Derived exact asymmetry relations for the model.

Found that effective temperatures differ between full and projected dynamics.

Confirmed that these temperatures are not thermodynamic quantities.

Abstract

We focus on a paradigmatic two-dimensional model of a nanoscale heat engine, - the so-called Brownian gyrator - whose stochastic dynamics is described by a pair of coupled Langevin equations with different temperature noise terms. This model is known to produce a curl-carrying non-equilibrium steady-state with persistent angular rotations. We generalize the original model introducing constant forces doing work on the gyrator, for which we derive exact asymmetry relations, that are reminiscent of the standard fluctuation relations.

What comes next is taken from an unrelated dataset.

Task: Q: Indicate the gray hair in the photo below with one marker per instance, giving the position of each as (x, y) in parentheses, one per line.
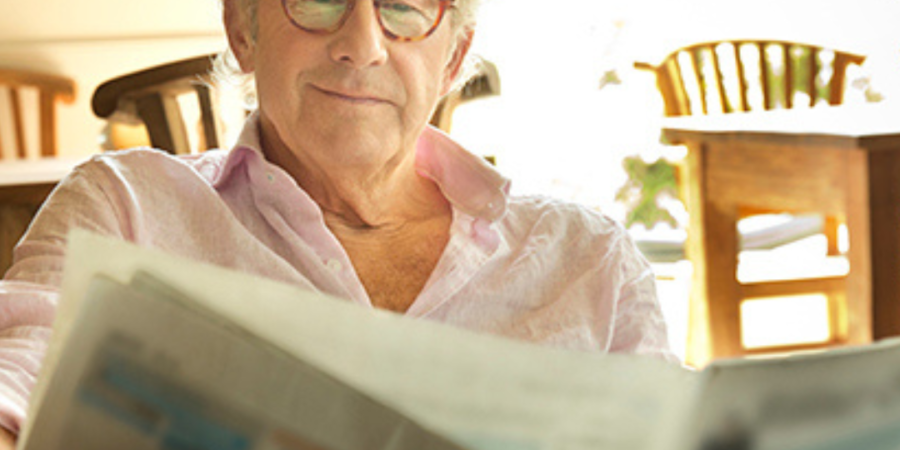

Unlike the latter, our relations concern instantaneous and not time averaged values of the observables of interest. We investigate the full two-dimensional dynamics as well as the dynamics projected on the $x$- and $y$-axes, so that information about the state of the system can be obtained from just a part of its degrees of freedom. Such a state is characterized by effective "temperatures" that can be measured in nanoscale devices, but do not have a thermodynamic nature. Remarkably, the effective temperatures appearing in full dynamics are distinctly different from the ones emerging in its projections, confirming that they are not thermodynamic quantities, although they precisely characterize the state of the system.